Developing an RDF Metadata Management System Integrating GakuNin RDM and Dydra

Overview

This article describes the development of a metadata management system for research data that integrates GakuNin RDM (Research Data Management) with the Dydra RDF database. This system can handle file management for research projects and the registration and search of Dublin Core metadata in a unified manner.

System Overview

Architecture

┌─────────────────┐
│   Next.js 14    │
│   (App Router)  │
└────────┬────────┘
         │
    ┌────┴────┐
    │         │
┌───▼───┐ ┌──▼─────┐
│GakuNin│ │ Dydra  │
│  RDM  │ │  RDF   │
│  API  │ │   DB   │
└───────┘ └────────┘

Technology stack:

Next.js 14 (App Router)
NextAuth.js (OAuth 2.0 authentication)
Dydra (RDF database)
GakuNin RDM API
SPARQL (query language)

1. Integration with GakuNin RDM

1.1 OAuth 2.0 Authentication Implementation

GakuNin RDM supports OAuth 2.0 authentication. We implemented this using NextAuth.js.

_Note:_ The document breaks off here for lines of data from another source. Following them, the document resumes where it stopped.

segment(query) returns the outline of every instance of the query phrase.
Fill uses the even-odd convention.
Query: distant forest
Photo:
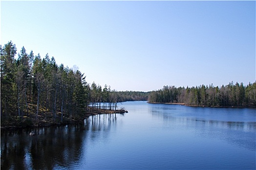
[[[146,100],[141,93],[112,90],[85,81],[78,70],[58,65],[47,54],[42,57],[28,53],[23,47],[17,54],[12,41],[0,46],[1,118],[38,116],[51,113],[54,119],[61,114],[68,117],[83,115],[90,108],[116,110],[117,103],[127,100]]]
[[[90,108],[117,109],[119,102],[149,101],[149,102],[182,102],[188,105],[256,106],[256,82],[219,87],[212,85],[175,87],[165,86],[151,92],[116,91],[109,86],[89,85],[78,70],[58,65],[47,54],[29,53],[23,47],[17,54],[12,41],[0,46],[0,116],[37,116],[50,113],[62,118],[79,116]],[[1,119],[2,120],[2,119]]]
[[[221,87],[213,85],[187,88],[164,86],[150,93],[149,102],[159,103],[185,103],[205,106],[256,107],[256,82],[244,85],[232,82]]]

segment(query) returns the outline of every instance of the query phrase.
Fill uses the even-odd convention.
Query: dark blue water
[[[119,104],[83,126],[1,134],[1,168],[256,169],[256,110]]]

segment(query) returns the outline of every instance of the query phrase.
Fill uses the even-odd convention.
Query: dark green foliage
[[[0,48],[1,121],[18,116],[17,123],[31,124],[42,113],[53,121],[62,121],[64,116],[83,118],[88,105],[100,108],[101,102],[105,108],[108,103],[109,109],[116,109],[119,98],[110,87],[102,89],[93,83],[90,87],[84,74],[58,66],[48,53],[42,59],[32,51],[28,54],[23,47],[16,59],[17,49],[11,41]]]
[[[185,103],[188,105],[208,106],[256,107],[256,82],[246,86],[233,82],[220,88],[213,85],[187,88],[164,86],[152,92],[150,102]]]

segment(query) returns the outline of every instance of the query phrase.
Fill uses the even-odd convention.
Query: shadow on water
[[[116,121],[116,114],[103,114],[89,117],[83,125],[1,130],[1,169],[70,167],[86,155],[85,139],[97,140],[97,136],[87,136],[91,132],[108,131]],[[31,131],[36,135],[30,136]]]
[[[217,117],[202,116],[196,114],[192,116],[182,112],[179,114],[177,113],[180,111],[178,109],[168,107],[164,109],[166,112],[159,111],[157,108],[150,110],[154,118],[162,119],[169,127],[178,127],[180,129],[190,130],[200,137],[217,138],[239,147],[256,150],[256,121],[213,119]]]

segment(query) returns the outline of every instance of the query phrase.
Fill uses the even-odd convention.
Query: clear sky
[[[118,91],[247,85],[255,25],[255,1],[2,1],[0,43]]]

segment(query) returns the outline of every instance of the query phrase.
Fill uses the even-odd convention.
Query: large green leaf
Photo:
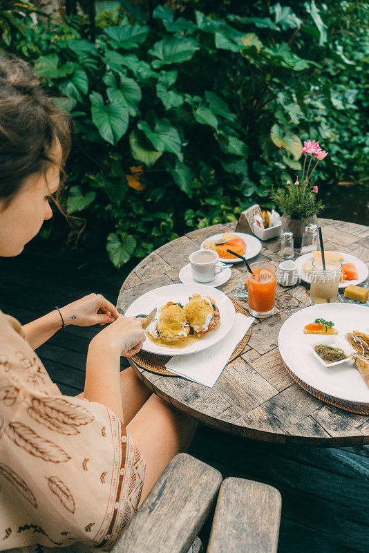
[[[121,75],[117,84],[115,76],[113,73],[106,73],[103,81],[107,85],[106,94],[111,102],[121,101],[126,106],[130,115],[136,115],[138,112],[138,104],[141,100],[141,88],[133,79],[129,79]]]
[[[196,24],[200,30],[205,32],[216,32],[218,30],[223,30],[228,27],[225,21],[219,21],[218,19],[211,19],[210,17],[207,17],[201,12],[195,12],[196,17]]]
[[[174,12],[167,6],[157,6],[153,12],[153,17],[172,23],[174,19]]]
[[[228,150],[229,153],[242,156],[243,158],[247,157],[247,147],[236,136],[228,137]]]
[[[59,88],[66,96],[82,102],[82,95],[86,95],[88,91],[88,79],[86,72],[77,67],[68,79],[60,83]]]
[[[66,44],[70,50],[77,54],[79,58],[82,57],[84,59],[86,57],[96,56],[99,54],[95,44],[88,40],[67,39]]]
[[[171,174],[173,180],[179,188],[185,192],[189,198],[191,198],[193,174],[188,165],[176,160],[174,168],[172,169],[168,167],[167,171]]]
[[[181,153],[181,140],[178,132],[167,119],[156,121],[153,131],[146,121],[140,121],[138,127],[142,131],[158,151],[169,151],[176,154],[180,161],[183,161]]]
[[[259,29],[273,29],[274,30],[281,30],[278,25],[273,23],[270,17],[242,17],[240,15],[229,15],[227,19],[236,23],[243,23],[245,25],[250,24],[258,27]]]
[[[75,213],[82,212],[90,205],[96,198],[96,192],[91,191],[87,192],[86,196],[83,196],[80,187],[73,186],[69,191],[69,196],[66,200],[66,208],[68,213]]]
[[[230,50],[231,52],[240,52],[242,46],[235,44],[223,32],[215,34],[216,48],[219,50]]]
[[[49,79],[66,77],[75,71],[75,65],[72,62],[67,62],[61,67],[58,66],[59,62],[57,54],[41,56],[35,62],[33,71],[37,77],[46,77]]]
[[[236,120],[236,115],[231,112],[225,102],[214,92],[207,91],[205,92],[205,100],[209,103],[209,110],[215,115],[221,115],[228,121]]]
[[[319,31],[319,46],[321,46],[327,41],[327,26],[323,22],[320,16],[319,11],[314,0],[305,3],[305,8],[308,13],[310,13],[312,19]]]
[[[151,143],[137,131],[132,131],[129,135],[129,144],[133,158],[148,167],[152,167],[162,155],[162,152],[153,150]]]
[[[138,48],[145,41],[150,30],[146,25],[119,25],[116,27],[106,27],[104,30],[117,48],[131,50]]]
[[[54,97],[53,102],[59,109],[63,111],[72,111],[77,104],[75,98]]]
[[[134,66],[137,65],[139,62],[138,57],[134,55],[129,54],[126,56],[123,56],[118,52],[115,52],[113,50],[107,50],[105,52],[104,61],[106,64],[108,68],[113,69],[113,71],[123,74],[126,72],[126,67],[132,68],[132,64]]]
[[[193,110],[193,117],[198,122],[203,125],[210,125],[214,129],[218,129],[218,119],[214,114],[204,105],[200,105]]]
[[[294,13],[290,6],[282,7],[278,3],[270,6],[269,10],[270,13],[274,14],[276,24],[281,25],[283,30],[295,28],[301,24],[301,20]]]
[[[94,124],[104,140],[115,144],[128,128],[129,115],[122,101],[114,100],[106,105],[101,94],[90,94],[91,115]]]
[[[165,109],[178,108],[183,104],[183,95],[176,92],[176,91],[167,90],[162,82],[157,84],[156,93],[158,97],[162,100]]]
[[[114,232],[111,232],[106,241],[106,251],[113,265],[118,269],[131,259],[136,247],[136,239],[128,234],[120,240]]]
[[[287,131],[283,136],[282,128],[276,123],[270,131],[270,138],[278,148],[285,148],[290,151],[296,161],[300,158],[303,145],[297,135]]]
[[[237,161],[225,161],[220,162],[223,168],[227,173],[234,173],[235,175],[248,175],[247,164],[245,160],[238,160]]]
[[[169,86],[174,84],[177,79],[178,72],[160,71],[159,79],[156,84],[156,93],[166,109],[171,108],[178,108],[182,106],[184,102],[182,94],[180,94],[176,91],[169,91]]]
[[[303,59],[294,54],[287,42],[275,44],[270,48],[265,48],[263,52],[276,65],[288,67],[294,71],[303,71],[304,69],[308,69],[312,63],[309,60]]]
[[[155,42],[149,53],[158,58],[152,62],[158,68],[169,64],[180,64],[191,59],[200,46],[196,40],[184,37],[171,37]]]
[[[197,29],[197,26],[194,23],[192,23],[189,19],[184,19],[183,17],[178,17],[173,23],[169,23],[169,21],[163,21],[163,23],[167,30],[170,32],[174,32],[176,35],[182,35],[182,33],[185,33],[187,35],[192,35]]]

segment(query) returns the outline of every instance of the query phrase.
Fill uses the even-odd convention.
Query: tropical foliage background
[[[271,207],[308,138],[329,151],[316,184],[368,182],[369,3],[178,3],[121,0],[93,41],[86,16],[0,0],[1,47],[73,120],[68,212],[116,267]]]

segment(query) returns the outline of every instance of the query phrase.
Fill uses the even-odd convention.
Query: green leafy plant
[[[328,152],[320,147],[319,142],[308,140],[304,142],[301,153],[305,159],[300,180],[296,179],[294,184],[287,180],[287,189],[271,191],[272,199],[291,219],[306,219],[324,207],[321,201],[316,201],[318,187],[312,185],[312,178],[318,163],[327,156]],[[310,156],[308,164],[307,154]]]
[[[121,5],[99,16],[95,43],[74,16],[1,44],[70,113],[68,210],[115,266],[256,202],[273,207],[271,187],[301,169],[300,137],[330,149],[321,187],[365,184],[368,3],[232,2],[229,13],[218,2],[216,15],[200,0]]]

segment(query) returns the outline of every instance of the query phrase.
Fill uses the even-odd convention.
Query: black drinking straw
[[[325,259],[324,258],[324,246],[323,245],[323,236],[321,235],[321,227],[319,227],[318,229],[318,232],[319,233],[319,241],[321,243],[321,261],[323,261],[323,270],[325,270]]]
[[[239,257],[240,259],[242,259],[243,261],[244,262],[245,265],[247,268],[247,270],[249,271],[249,272],[251,272],[252,274],[254,274],[254,273],[252,272],[252,271],[251,270],[251,267],[249,266],[249,263],[246,261],[246,258],[245,257],[244,257],[243,255],[240,255],[239,254],[236,254],[236,252],[232,252],[231,250],[227,250],[227,251],[228,252],[229,254],[232,254],[233,255],[235,255],[236,257]]]
[[[321,235],[321,227],[318,229],[319,233],[319,242],[321,243],[321,261],[323,261],[323,270],[325,270],[325,259],[324,259],[324,246],[323,245],[323,236]],[[330,303],[330,299],[327,298],[327,303]]]

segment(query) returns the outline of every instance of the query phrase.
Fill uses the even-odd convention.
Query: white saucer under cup
[[[219,256],[212,250],[198,250],[189,256],[193,280],[207,284],[226,268],[219,263]]]
[[[207,282],[207,286],[211,286],[214,288],[218,286],[221,286],[227,282],[232,276],[232,272],[230,267],[226,267],[224,271],[217,274],[215,279],[210,282]],[[191,263],[187,263],[184,267],[182,267],[178,274],[179,279],[184,284],[198,284],[192,276],[192,271],[191,270]]]

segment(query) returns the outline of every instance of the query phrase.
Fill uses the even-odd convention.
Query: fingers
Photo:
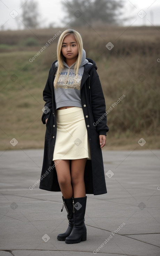
[[[100,135],[99,142],[100,144],[100,148],[101,149],[106,145],[106,138],[105,135]]]

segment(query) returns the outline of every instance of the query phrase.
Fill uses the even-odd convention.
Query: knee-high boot
[[[67,243],[76,243],[87,239],[87,229],[84,224],[87,196],[73,198],[74,225],[70,235],[65,240]]]
[[[62,196],[62,199],[63,202],[63,204],[61,211],[62,212],[63,211],[64,205],[68,213],[67,218],[69,224],[66,232],[63,234],[59,234],[57,238],[58,240],[64,241],[66,238],[69,236],[71,233],[73,227],[73,198],[71,197],[71,198],[65,199]]]

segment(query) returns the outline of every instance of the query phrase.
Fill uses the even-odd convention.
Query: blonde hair
[[[76,30],[74,29],[67,29],[64,31],[61,34],[57,45],[57,54],[58,66],[56,74],[55,75],[55,77],[54,83],[54,86],[56,88],[56,84],[60,76],[61,71],[64,68],[62,61],[64,60],[64,58],[61,51],[62,44],[65,38],[70,35],[72,35],[74,37],[77,43],[78,47],[78,55],[74,69],[75,73],[76,74],[76,80],[78,76],[78,69],[82,58],[83,49],[82,39],[81,35]]]

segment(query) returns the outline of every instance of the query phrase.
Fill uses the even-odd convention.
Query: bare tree
[[[67,0],[62,2],[67,13],[66,20],[71,25],[83,26],[88,23],[118,25],[124,1],[119,0]],[[63,20],[64,21],[64,19]]]
[[[28,2],[24,1],[22,5],[22,21],[26,27],[29,28],[37,27],[39,24],[38,4],[34,0]]]

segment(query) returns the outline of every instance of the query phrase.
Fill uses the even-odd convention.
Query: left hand
[[[99,142],[101,149],[106,145],[106,138],[105,135],[100,135],[99,136]]]

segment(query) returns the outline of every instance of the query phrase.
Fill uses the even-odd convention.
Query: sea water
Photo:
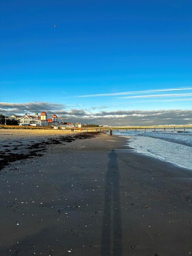
[[[178,166],[192,170],[192,129],[185,131],[158,130],[113,131],[113,134],[129,136],[128,145],[143,153]]]

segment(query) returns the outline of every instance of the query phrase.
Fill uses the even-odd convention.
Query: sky
[[[192,124],[191,0],[2,0],[0,10],[3,114]]]

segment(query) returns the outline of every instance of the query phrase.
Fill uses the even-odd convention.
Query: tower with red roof
[[[43,111],[41,114],[41,120],[45,121],[47,120],[47,115],[45,111]]]
[[[48,125],[47,115],[45,111],[41,114],[41,125],[42,126],[47,126]]]
[[[53,116],[53,117],[52,117],[52,122],[57,122],[58,121],[57,116],[55,114]]]

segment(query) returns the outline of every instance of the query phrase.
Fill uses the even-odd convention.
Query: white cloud
[[[67,109],[62,104],[52,102],[29,102],[26,103],[0,103],[3,114],[25,115],[45,110],[51,117],[68,117],[68,121],[112,126],[158,125],[160,124],[192,124],[191,110],[118,110],[93,112],[93,110],[73,108]]]

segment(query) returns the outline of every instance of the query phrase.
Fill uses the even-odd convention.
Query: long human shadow
[[[117,155],[109,154],[105,176],[105,207],[102,224],[101,256],[121,256],[123,253],[120,174]]]

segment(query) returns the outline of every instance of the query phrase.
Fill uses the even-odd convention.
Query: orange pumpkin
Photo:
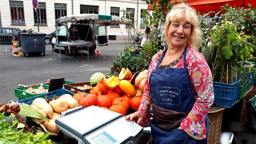
[[[117,102],[117,103],[119,105],[121,105],[123,106],[124,108],[126,108],[126,111],[128,111],[129,109],[129,103],[126,100],[123,99],[122,97],[116,98],[112,102],[112,105],[114,105],[114,102]]]
[[[114,103],[114,105],[110,108],[109,110],[121,113],[124,116],[125,116],[126,114],[126,110],[124,107],[121,105],[118,104],[117,102]]]
[[[134,111],[137,111],[139,107],[142,97],[136,95],[133,97],[130,101],[130,106]]]
[[[98,95],[98,105],[100,107],[109,108],[111,105],[111,103],[108,96],[106,95],[102,95],[100,92],[99,93]]]
[[[113,92],[112,90],[108,91],[108,92],[106,95],[108,96],[108,97],[109,97],[110,99],[110,101],[111,102],[112,102],[115,98],[120,97],[119,94],[116,92]]]
[[[86,94],[85,93],[79,91],[77,94],[73,96],[73,98],[79,102],[80,100],[84,97],[86,95]]]
[[[96,96],[98,96],[98,94],[100,92],[101,92],[101,89],[97,86],[95,86],[91,89],[90,92],[89,92],[89,94],[93,94],[96,95]]]
[[[97,106],[98,105],[98,97],[93,94],[86,95],[81,98],[79,104],[79,105],[85,107],[92,105]]]
[[[121,89],[127,95],[132,96],[136,95],[135,88],[130,83],[126,80],[122,80],[119,82]]]
[[[132,97],[130,96],[130,95],[127,95],[127,94],[125,94],[121,97],[122,98],[126,100],[127,101],[128,101],[128,102],[130,102],[131,99],[132,99]]]
[[[140,82],[140,85],[139,86],[139,88],[140,89],[140,90],[141,91],[143,91],[144,90],[144,87],[145,87],[145,82],[146,81],[146,78],[143,79]]]
[[[124,68],[123,68],[119,73],[118,78],[120,80],[126,80],[130,79],[132,76],[132,73],[128,68],[127,68],[126,70]]]
[[[139,89],[139,90],[137,91],[137,92],[136,92],[136,95],[138,95],[139,96],[142,96],[142,95],[143,95],[143,92],[140,91],[140,90]]]
[[[115,89],[113,90],[114,92],[118,93],[119,94],[122,94],[123,93],[123,91],[122,90],[120,89],[120,87],[119,87],[119,85],[118,85]]]
[[[101,108],[104,108],[104,109],[106,109],[106,110],[109,110],[109,109],[107,107],[100,107]]]
[[[102,95],[106,95],[108,93],[108,89],[104,86],[103,83],[103,79],[104,79],[104,78],[101,78],[101,80],[96,85],[96,86],[101,88],[101,94]]]
[[[103,79],[104,86],[108,89],[113,90],[116,88],[119,84],[119,79],[115,76],[111,76],[110,78]]]
[[[135,85],[138,88],[139,87],[139,84],[142,80],[145,79],[146,77],[146,74],[143,74],[137,76],[135,78],[135,80],[134,80],[134,83],[135,83]]]

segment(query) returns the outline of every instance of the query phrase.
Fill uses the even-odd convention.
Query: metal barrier
[[[7,48],[10,48],[11,52],[13,37],[11,34],[0,34],[0,48],[5,48],[7,53]]]

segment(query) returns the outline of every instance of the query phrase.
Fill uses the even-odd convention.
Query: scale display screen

// src/app/api/auth/[...nextauth]/authOptions.ts
export const authOptions: NextAuthOptions = {
  providers: [
    {
      id: "gakunin",
      name: "GakuNin RDM",
      type: "oauth",
      clientId: process.env.GAKUNIN_CLIENT_ID,
      clientSecret: process.env.GAKUNIN_CLIENT_SECRET,
      authorization: {
        url: "https://accounts.rdm.nii.ac.jp/oauth2/authorize",
        params: {
          scope: "osf.full_read osf.full_write",
          response_type: "code",
        },
      },
      token: "https://accounts.rdm.nii.ac.jp/oauth2/token",
      userinfo: "https://api.rdm.nii.ac.jp/v2/users/me/",
    },
  ],
};

1.2 Automatic Token Refresh

To maintain long-running sessions, we implemented automatic access token refresh.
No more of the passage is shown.